O PS propôs hoje uma visita dos deputados da comissão de Assuntos Constitucionais ao estabelecimento prisional de Castelo Branco, de onde se evadiram três reclusos no sábado, que ainda se encontram em fuga.
O requerimento apresentado pelos socialistas oralmente na comissão parlamentar de Assuntos Constitucionais, Direitos, Liberdades e Garantias será votado na próxima reunião, mas PSD, CDS-PP, PCP, BE e o presidente da comissão, Fernando Negrão (PSD), manifestaram muitas reservas à iniciativa nos moldes em que foi apresentada.
"Devemos estar preocupados com os meios e a segurança no sistema prisional no seu todo. Se olharmos para o estabelecimento prisional de Castelo Branco isso é reativo", argumentou Fernando Negrão, que recomendou ao PS a reformulação dos termos do requerimento.
Para o deputado socialista Pita Ameixa, a visita à prisão é, pelo contrário, uma atitude "proativa".
"A Assembleia da República não pode ser medrosa. Não podemos ficar nas encolhas, para usar um termo futebolístico. O povo que votou nos seus representantes não quer que eles fujam dos problemas ou que os empurrem para longe", sustentou.
O social-democrata Hugo Velosa afirmou que a primeira comissão deve "manifestar preocupação por aquilo que se passou", mas considerou que os deputados não estavam hoje em condições de tomar uma decisão quanto à forma de o fazerem, admitindo a realização de diligências para "confirmar o que se passou" e eventuais "responsáveis".
"As diligências que nós tomamos não devem ser reativas, sob pena de serem entendidas como inquiridoras", argumentou, por seu turno, a deputada do CDS-PP Teresa Anjinho.
No mesmo sentido, o deputado comunista António Filipe considerou que "as diligências não devem ser acompanhadas de um acontecimento infeliz", lembrando que a fuga deu lugar a um inquérito por parte dos serviços prisionais e argumentando que a comissão parlamentar não se deve substituir a essas instâncias.

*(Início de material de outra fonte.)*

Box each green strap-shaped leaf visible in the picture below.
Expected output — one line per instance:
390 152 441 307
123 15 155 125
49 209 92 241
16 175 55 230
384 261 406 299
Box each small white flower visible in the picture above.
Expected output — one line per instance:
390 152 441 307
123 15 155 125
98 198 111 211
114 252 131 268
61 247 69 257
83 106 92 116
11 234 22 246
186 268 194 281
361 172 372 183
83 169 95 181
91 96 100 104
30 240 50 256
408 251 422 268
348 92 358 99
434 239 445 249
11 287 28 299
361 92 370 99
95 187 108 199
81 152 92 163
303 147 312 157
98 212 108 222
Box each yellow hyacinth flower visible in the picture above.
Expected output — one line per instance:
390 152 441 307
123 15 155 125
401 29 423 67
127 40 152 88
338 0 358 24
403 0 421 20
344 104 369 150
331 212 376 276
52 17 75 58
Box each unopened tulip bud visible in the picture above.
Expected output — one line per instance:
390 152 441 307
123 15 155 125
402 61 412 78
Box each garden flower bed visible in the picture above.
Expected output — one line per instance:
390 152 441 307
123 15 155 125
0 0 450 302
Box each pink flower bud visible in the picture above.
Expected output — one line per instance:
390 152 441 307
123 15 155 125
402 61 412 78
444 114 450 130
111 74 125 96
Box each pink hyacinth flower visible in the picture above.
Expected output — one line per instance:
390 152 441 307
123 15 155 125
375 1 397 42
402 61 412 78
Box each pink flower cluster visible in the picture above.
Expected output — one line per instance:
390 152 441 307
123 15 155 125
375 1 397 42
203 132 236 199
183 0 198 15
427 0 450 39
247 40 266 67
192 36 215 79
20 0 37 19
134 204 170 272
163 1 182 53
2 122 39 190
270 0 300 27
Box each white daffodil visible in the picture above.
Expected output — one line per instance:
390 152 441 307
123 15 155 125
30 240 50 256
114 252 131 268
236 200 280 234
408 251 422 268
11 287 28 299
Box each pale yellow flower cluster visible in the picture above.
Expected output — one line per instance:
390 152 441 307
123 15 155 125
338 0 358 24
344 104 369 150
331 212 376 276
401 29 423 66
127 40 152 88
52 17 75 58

A deputada bloquista Cecília Honório recomendou aos socialistas que apresentem uma "proposta um pouco mais concreta para esta discussão", sublinhando que "o problema é, de facto, muito grave", mas considerando que "não é uma visita pontual que o resolve e faz o debate com a seriedade que ele merece".
Três homens, de 27, 49 e 55 anos, fugiram no domingo da cadeia de Castelo Branco e ainda se encontram a monte.
Na fuga, feriram três guardas prisionais, que foram alvo de tratamento hospitalar e que, entretanto, já tiveram alta médica.
A Direção-geral de Reinserção e Serviços Prisionais (DGRSP) anunciou na segunda-feira, em nota enviada à Lusa, que mandou instaurar um processo de inquérito.
No mesmo documento, a DGRSP informa que os fugitivos são autores de crimes de furto, de roubo, de falsidade de declarações, de extorsão e de condução de veículo sem habilitação legal, estando condenados a penas de cinco, oito e nove anos de prisão.